TAOISEACH Enda Kenny has launched a stinging attack on Fianna Fáil leader Micheal Martin hours before that party's Ard Fheis.

Mr Kenny said Fianna Fail’s economic policies will "never be forgotten" by those families and communities hardest hit by their legacy.

"Not facing up to their responsibility for Ireland’s economic crisis is just part of their opportunistic and cynical approach to politics which got us into this position in the first place.

"There is further evidence of this in their approach in opposition. Fianna Fail’s hypocritical opposition to the property tax is a classic example of the Party jeopardising economic recovery in pursuit of political gain," he said at the latest progress report launch for the Action Plan for Jobs.

"The question for Micheal Martin is does he accept his Government’s exclusive role in causing the unemployment and debt crises and if he does not then he can never be trusted with the economy again," he added.

Mr Kenny said Fianna Fail's policies drove up public spending based on temporary stamp duty taxes which left us with the highest deficit in Europe.

"Our plan is to develop a sustainable tax base and bring down our deficit to safe levels," he said.

Meanwhile, Mr Kenny says 1,000 new jobs are being created by the private sector every month.

The Government says it has implemented 146 out of 150 measures in the past three months under the Action Plan for Jobs.

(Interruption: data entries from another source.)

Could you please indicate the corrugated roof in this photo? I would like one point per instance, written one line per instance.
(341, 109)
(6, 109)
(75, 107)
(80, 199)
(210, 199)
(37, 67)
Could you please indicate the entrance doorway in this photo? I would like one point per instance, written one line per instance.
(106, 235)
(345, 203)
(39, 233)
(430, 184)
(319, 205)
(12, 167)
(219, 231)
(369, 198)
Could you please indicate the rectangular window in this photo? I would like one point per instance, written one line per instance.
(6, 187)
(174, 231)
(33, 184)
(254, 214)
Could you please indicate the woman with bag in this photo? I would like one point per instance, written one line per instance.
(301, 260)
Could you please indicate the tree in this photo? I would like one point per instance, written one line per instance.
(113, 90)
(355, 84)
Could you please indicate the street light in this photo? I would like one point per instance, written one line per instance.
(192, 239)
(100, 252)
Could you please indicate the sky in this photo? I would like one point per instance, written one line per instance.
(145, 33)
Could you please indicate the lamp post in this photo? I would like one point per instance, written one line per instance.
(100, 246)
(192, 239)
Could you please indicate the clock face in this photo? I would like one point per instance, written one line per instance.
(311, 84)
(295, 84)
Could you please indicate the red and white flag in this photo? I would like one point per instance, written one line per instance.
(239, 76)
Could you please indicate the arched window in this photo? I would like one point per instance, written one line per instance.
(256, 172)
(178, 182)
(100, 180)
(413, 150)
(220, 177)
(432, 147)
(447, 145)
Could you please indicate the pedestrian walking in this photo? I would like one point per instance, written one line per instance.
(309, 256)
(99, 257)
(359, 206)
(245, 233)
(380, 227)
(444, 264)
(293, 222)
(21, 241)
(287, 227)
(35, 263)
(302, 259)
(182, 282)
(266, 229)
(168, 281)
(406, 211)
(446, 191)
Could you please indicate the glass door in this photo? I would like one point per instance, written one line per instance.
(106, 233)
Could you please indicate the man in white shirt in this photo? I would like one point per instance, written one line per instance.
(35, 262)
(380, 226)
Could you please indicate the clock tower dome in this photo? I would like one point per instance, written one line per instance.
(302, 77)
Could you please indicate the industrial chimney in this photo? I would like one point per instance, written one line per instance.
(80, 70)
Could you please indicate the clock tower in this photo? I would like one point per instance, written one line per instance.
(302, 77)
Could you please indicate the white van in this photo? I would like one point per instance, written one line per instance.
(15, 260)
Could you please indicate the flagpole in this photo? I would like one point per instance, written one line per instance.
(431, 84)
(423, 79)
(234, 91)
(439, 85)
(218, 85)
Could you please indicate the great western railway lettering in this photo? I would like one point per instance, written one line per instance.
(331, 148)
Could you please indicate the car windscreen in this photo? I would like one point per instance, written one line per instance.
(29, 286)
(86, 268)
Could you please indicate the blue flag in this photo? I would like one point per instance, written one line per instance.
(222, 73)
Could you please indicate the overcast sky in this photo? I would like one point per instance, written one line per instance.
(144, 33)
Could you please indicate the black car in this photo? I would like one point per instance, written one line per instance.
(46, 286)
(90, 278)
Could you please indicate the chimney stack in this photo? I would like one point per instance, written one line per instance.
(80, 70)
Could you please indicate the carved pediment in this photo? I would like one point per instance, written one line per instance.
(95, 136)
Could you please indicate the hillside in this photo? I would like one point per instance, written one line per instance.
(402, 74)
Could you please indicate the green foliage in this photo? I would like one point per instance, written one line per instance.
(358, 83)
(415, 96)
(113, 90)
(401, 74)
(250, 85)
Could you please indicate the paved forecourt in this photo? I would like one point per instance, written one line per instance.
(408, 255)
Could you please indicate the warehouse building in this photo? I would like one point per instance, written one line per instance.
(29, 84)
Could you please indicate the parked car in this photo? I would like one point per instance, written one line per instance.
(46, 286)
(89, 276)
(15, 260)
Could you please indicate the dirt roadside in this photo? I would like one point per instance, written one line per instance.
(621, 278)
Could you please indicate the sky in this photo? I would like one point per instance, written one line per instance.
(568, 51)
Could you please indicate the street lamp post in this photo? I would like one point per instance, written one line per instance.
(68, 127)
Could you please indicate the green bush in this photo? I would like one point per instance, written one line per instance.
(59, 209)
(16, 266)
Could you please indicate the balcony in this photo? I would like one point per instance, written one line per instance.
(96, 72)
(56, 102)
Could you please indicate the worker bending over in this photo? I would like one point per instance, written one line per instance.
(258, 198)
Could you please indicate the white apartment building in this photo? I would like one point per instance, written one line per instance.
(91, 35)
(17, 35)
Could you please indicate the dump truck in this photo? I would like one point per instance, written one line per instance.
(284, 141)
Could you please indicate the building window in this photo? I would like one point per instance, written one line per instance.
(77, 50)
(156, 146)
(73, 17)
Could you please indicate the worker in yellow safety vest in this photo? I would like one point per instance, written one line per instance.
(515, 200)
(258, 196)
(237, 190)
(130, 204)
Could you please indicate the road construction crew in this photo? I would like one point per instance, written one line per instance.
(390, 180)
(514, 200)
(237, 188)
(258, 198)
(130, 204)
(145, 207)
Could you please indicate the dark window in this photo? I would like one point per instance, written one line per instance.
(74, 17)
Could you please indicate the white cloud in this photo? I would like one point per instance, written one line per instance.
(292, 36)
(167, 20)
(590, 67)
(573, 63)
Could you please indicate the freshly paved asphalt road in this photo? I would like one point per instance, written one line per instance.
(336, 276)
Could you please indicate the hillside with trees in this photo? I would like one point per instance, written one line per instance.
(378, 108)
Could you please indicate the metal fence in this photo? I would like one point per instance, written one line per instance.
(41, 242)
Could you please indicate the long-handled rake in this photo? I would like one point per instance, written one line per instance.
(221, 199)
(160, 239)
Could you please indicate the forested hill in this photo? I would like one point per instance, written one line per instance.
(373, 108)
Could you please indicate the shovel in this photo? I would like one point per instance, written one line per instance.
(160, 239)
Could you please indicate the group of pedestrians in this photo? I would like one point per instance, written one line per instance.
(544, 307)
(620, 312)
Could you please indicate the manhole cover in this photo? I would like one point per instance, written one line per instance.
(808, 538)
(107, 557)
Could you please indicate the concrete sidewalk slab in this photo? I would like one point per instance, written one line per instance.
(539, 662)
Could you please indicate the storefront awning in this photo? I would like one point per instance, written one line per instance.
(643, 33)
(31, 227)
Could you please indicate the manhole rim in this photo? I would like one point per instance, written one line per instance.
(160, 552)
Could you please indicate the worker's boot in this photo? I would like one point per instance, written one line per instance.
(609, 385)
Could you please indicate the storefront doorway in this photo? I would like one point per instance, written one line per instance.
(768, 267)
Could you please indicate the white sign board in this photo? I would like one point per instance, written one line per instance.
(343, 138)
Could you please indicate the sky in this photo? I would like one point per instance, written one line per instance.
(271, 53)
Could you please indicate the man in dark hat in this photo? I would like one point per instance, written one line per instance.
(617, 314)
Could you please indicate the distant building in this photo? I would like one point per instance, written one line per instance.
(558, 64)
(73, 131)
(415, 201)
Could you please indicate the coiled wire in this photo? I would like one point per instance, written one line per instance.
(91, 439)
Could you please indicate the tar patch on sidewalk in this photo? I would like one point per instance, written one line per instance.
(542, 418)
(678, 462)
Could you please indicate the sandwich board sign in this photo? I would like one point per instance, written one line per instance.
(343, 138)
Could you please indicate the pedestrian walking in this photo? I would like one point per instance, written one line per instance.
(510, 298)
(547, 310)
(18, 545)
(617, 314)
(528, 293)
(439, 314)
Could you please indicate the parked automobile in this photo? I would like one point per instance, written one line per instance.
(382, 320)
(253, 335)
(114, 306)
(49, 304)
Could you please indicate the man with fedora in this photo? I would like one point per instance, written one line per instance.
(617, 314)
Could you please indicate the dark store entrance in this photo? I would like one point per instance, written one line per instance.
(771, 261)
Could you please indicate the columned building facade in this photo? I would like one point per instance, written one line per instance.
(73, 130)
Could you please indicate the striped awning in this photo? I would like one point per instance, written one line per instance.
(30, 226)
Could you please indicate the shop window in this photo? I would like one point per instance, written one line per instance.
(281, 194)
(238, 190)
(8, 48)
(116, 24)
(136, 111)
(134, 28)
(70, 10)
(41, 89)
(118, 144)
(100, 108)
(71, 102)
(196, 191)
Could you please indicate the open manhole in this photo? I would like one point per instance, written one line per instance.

Taoiseach Enda Kenny said the plan is tackling "the biggest unemployment crisis" in history.

Mr Kenny said the Government was interested in seeing the impact of the measures.

"It is no success to be able to say we ticked the boxes but nothing happened," he said.

The measures implemented include:

- deliver 2,000 ICT graduates,

- a plan to create 20,000 manufacturing jobs,

- approved investment of €200m in research centres,

- implement a 10 point tax plan for small business,

- an initial €1m investment in Big Data,

- funds worth €850m to provide credit for SMEs.